Los “niños jockeys” de Sumbawa corren con tan sólo seis años

Los caballos de Sumbawa (Indonesia) son muy veloces pero no pueden soportar el peso de un jockey adulto, de ahí que en las competiciones los criadores empleen, aunque está prohibido, niños jinetes de seis u ocho años que pesen menos de 20 kg.

Los niños jockeys de Sumbawa corren con sólo seis años

Cuando los aficionados a la equitación pensamos en las carreras de caballos lo primero que nos viene a la cabeza son escenas de cualquiera de los míticos hipódromos europeos, sin darnos cuenta que en el mundo existen muchas competiciones hípicas que se celebran, como sucede en la isla se Sumbawa, en instalaciones muy alejadas del fasto y la pompa.

Integrada en el llamado archipiélago de la Sonda, entre las islas de Flores y Lombok, con 15.440 km2 de superficie y con 1,5 millones de habitantes Sumbawa es una de las miles de islas que conforman Indonesia, un país de mayoría musulmana que por alguna razón que desconocemos tiene aquí un paraíso para las carreras de caballos.

Flotando en mitad del océano Sumbawa cuenta con un total de siete hipódromos donde se celebran catorce competiciones de al menos diez días de duración cada una y donde las carreras y las apuestas tan sólo se detienen los viernes por razones puramente religiosas.

Los niños jockeys de Sumbawa corren con sólo seis años

Ubicada en lo que se conoce como el Cinturón de Fuego del Pacífico el punto más alto de Sumbawa es el volcán Tambora (2.857 metros), que en la erupción de 1815 lanzó a la atmósfera 163 kilómetros cúbicos de cenizas que provocaron que el año siguiente recibiera el nombre del “año sin verano”.

Los caballos de origen árabe y mongol que habitan esta isla son excepcionalmente veloces, pero por el contrario su gran problema es que no son capaces de soportar el peso de un jockey adulto y de ahí que los jinetes sean niños y jóvenes entre 13 y 20 años, aunque el límite de peso de 20 kg reduce en mucho la edad máxima a la hora de montar.

Por esta misma razón los criadores de caballos buscan jockeys de menor edad de la permitida legalmente, con el objetivo de que sus caballos tengan que “soportar” el menor peso posible y con ello tengan más posibilidades de victoria, lo que provoca que en las competiciones sea habitual ver a niños de seis u ocho años montando, como manda la tradición, caballos sin silla, sin estribos y sin riendas.

Ni que decir tiene que esos niños se ven obligados abandonar la escuela y a convertirse en el sustento de sus familias. En Sumbawa un salario medio puede estar en el entorno de los 105 euros y en una buena temporada los “niños jockeys” pueden conseguir 1.700 ó 2.000 euros.

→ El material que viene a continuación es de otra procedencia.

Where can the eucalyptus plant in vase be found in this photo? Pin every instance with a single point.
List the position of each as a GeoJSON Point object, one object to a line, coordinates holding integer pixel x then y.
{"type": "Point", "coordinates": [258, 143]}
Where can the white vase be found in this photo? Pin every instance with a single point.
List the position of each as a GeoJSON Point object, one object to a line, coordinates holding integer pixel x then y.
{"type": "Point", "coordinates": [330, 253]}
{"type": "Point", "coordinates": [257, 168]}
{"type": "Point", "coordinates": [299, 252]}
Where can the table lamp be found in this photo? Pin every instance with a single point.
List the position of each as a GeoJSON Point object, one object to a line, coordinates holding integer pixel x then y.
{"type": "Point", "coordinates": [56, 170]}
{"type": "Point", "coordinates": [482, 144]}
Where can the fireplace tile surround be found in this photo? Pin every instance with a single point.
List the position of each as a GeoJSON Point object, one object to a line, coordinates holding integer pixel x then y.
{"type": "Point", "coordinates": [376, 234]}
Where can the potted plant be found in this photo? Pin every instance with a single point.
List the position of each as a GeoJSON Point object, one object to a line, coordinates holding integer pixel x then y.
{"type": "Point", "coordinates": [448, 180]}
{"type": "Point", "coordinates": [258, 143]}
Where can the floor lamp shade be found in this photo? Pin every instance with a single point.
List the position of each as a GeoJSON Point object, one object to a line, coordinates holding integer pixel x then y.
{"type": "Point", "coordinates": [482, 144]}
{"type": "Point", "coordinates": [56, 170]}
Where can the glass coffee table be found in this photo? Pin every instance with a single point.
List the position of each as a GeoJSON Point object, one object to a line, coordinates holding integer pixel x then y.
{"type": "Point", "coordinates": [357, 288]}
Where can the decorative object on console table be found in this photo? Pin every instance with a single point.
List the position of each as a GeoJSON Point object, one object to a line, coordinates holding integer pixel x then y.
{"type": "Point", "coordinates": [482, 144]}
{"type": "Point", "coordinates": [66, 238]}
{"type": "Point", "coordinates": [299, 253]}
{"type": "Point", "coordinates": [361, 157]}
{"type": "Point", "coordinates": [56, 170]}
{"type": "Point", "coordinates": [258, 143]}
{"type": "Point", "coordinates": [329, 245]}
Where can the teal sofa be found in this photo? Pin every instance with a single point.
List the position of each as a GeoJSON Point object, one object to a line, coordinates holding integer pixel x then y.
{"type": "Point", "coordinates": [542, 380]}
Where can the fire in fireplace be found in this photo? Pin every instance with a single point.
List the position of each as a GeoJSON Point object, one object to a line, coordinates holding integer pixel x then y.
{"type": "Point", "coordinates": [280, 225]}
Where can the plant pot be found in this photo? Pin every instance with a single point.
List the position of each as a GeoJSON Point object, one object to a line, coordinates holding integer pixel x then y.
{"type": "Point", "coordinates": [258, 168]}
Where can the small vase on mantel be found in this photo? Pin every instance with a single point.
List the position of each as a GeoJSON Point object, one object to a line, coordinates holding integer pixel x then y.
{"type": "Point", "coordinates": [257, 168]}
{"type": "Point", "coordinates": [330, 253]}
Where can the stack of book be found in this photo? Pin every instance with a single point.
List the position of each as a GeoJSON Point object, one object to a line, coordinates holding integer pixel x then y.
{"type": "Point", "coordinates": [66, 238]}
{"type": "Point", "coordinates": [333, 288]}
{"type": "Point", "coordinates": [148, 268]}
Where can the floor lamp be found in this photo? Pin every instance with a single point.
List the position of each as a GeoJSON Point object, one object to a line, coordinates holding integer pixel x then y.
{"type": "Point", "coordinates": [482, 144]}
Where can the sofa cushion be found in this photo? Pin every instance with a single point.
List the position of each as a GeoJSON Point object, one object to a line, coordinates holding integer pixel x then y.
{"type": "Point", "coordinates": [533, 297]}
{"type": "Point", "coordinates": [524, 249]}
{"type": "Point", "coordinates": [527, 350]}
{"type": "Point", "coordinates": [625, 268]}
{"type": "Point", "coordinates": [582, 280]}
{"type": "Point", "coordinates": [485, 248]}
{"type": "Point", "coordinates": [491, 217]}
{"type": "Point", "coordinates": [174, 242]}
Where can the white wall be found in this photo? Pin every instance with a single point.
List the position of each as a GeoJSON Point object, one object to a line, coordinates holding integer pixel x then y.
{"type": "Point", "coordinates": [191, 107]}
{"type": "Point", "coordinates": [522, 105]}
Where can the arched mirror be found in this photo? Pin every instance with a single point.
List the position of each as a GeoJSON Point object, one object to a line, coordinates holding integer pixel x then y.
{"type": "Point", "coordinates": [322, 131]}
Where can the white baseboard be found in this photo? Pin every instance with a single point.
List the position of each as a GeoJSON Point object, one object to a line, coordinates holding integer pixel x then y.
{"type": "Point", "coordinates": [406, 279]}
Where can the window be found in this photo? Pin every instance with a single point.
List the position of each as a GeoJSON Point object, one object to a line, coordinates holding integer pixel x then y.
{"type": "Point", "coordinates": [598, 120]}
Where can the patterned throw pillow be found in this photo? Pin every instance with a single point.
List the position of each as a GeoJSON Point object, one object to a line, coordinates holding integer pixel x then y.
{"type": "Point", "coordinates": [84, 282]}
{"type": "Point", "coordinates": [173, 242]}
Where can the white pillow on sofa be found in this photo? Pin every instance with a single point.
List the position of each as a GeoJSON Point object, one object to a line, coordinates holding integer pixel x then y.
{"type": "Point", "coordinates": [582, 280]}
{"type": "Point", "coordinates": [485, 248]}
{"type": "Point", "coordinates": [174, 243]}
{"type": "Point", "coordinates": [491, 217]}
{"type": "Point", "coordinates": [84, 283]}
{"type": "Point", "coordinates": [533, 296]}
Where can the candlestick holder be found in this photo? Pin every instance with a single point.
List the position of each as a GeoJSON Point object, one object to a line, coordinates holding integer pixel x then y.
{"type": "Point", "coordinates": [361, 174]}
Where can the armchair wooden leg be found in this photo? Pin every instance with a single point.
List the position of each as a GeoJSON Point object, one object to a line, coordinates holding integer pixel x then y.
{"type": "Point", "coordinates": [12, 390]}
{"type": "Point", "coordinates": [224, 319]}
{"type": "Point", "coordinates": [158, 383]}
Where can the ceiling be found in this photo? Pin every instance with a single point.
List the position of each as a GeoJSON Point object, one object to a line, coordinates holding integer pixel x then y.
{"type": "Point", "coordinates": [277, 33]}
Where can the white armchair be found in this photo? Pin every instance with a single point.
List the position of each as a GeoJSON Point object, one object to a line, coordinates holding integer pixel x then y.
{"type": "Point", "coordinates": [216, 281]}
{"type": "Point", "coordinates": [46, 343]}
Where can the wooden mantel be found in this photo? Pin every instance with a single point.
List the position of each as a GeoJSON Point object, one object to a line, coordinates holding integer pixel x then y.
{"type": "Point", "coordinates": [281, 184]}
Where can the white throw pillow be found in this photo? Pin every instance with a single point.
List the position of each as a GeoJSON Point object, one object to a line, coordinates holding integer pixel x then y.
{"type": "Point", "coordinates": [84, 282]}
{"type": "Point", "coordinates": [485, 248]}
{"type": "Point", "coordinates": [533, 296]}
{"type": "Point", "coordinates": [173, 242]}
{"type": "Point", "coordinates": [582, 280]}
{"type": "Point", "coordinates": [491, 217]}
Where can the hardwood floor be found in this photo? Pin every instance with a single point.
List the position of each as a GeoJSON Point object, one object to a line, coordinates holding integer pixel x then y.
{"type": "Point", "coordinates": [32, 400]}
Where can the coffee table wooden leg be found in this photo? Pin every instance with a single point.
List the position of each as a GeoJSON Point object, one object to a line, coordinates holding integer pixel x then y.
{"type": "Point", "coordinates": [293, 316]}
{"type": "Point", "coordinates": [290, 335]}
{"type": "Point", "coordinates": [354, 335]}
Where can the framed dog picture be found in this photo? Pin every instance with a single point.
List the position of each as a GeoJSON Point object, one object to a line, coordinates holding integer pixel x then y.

Lo habitual es que los niños monten entre diez y quince veces diarias, además de los tiempos que dedican a los entrenos, cobrando un fijo de unos siete euros por carrera, cantidad que se dobla cuando consiguen llegar a las semifinales y que, a parte del premio, se triplica una vez que se compite en las pruebas finales.

Los niños jockeys de Sumbawa corren con seis años

El riesgo para los “niños jockeys” es que montan sin ningún tipo de protección en distancias de hasta 1.400 metros y en pistas de arena que son auténticos “campos minados”, de forma que los accidentes y las lesiones son muy frecuentes. Si a eso le sumamos el bajo  nivel sanitario que existe en Sumbawa encontraremos la explicación de porquè muchos niños sufren malformaciones provocadas por roturas mal curadas.

Las autoridades de Indonesia son contrarias a que en las carreras de caballos de Sumbawa compitan jinetes por debajo de los 13 años, pero cuando se trata de una tradición y además entran en juego las apuestas y las rupias -moneda oficial del país- corren como si se tratara de agua, es difícil que las autoridades del lugar no hagan la “vista gorda”.